Однако, когда Урбен видел перед собой Филиппу, в его душе возникало сомнение: а достаточно ли ему славной Нинон? Вдовы, конечно, умеют утешить мужчину, так что отказываться от вторников не стоит, однако девственницы тоже имеют свои преимущества — бывалые женщины слишком много повидали на своем веку, к тому же они склонны к полноте. Филиппа же умиляла взгляд тонкими девчоночьими ручками, круглыми яблочками грудей, трогательной шейкой. Как кружит голову соединение детской застенчивости с девичьей грацией! Как возбуждают и провоцируют внезапные переходы от дерзкого, почти безрассудного кокетства к смущению и испугу! Филиппа то вела себя, как Клеопатра, словно приглашая мужчину на роль Антония, то, вдруг испугавшись знаков внимания, превращалась из царицы Египетской в охваченного страхом ребенка. Но стоило ухажеру отступить, как немедленно возвращалась соблазнительная Сирена, заводившая свои головокружительные песнопения и манящая издали запретными плодами, равнодушным к которым мог остаться либо безумец, либо простак. Невинность и чистота — отличная тема для прочувствованной проповеди! Прихожанки будут рыдать, когда святой отец произнесет ее с амвона, переходя от патетических завываний к нежному шепоту и обратно. Даже мужчины будут растроганы. Рассуждения о чистоте новорожденной лилии, невинности ягнят и младенцев подействуют на кого угодно. Монахи снова позеленеют от зависти. Но истинная чистота и невинность бывает лишь в проповедях и на небесах. Белоснежные лилии имеют обыкновение увядать; невинные ягнята обречены сначала (если они женского пола) стать жертвой похотливого самца, а затем — мясника; что же касается младенцев, то, как всем известно, в аду проклятые души расхаживают по мостовой, сплошь выложенной из некрещеных детей человеческих. Со времен Великого Падения абсолютная невинность, по сути дела, неотличима от полного идиотизма.

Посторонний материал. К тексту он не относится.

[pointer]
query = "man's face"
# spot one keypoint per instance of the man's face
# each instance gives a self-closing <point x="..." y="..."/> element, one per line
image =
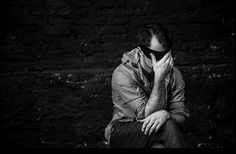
<point x="155" y="44"/>
<point x="157" y="47"/>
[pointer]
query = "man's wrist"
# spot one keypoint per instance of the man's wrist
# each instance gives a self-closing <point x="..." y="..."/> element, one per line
<point x="167" y="114"/>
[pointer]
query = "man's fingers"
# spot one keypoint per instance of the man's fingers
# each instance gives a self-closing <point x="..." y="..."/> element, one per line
<point x="158" y="126"/>
<point x="153" y="127"/>
<point x="145" y="123"/>
<point x="148" y="126"/>
<point x="153" y="58"/>
<point x="171" y="62"/>
<point x="165" y="57"/>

Любая юная девушка несет в себе росток будущей распутной вдовушки, а, вследствие Первородного Греха, всякая невинность, даже самая наичистейшая, обречена. Каким наслаждением не только для чувств, но и для вдумчивого рассудка, является вспомоществование этому процессу — разве не увлекательно наблюдать, как девственная почка распустится пышным и сочным цветком? Если это и чувственность, то вполне нравственного, можно сказать, даже метафизического свойства.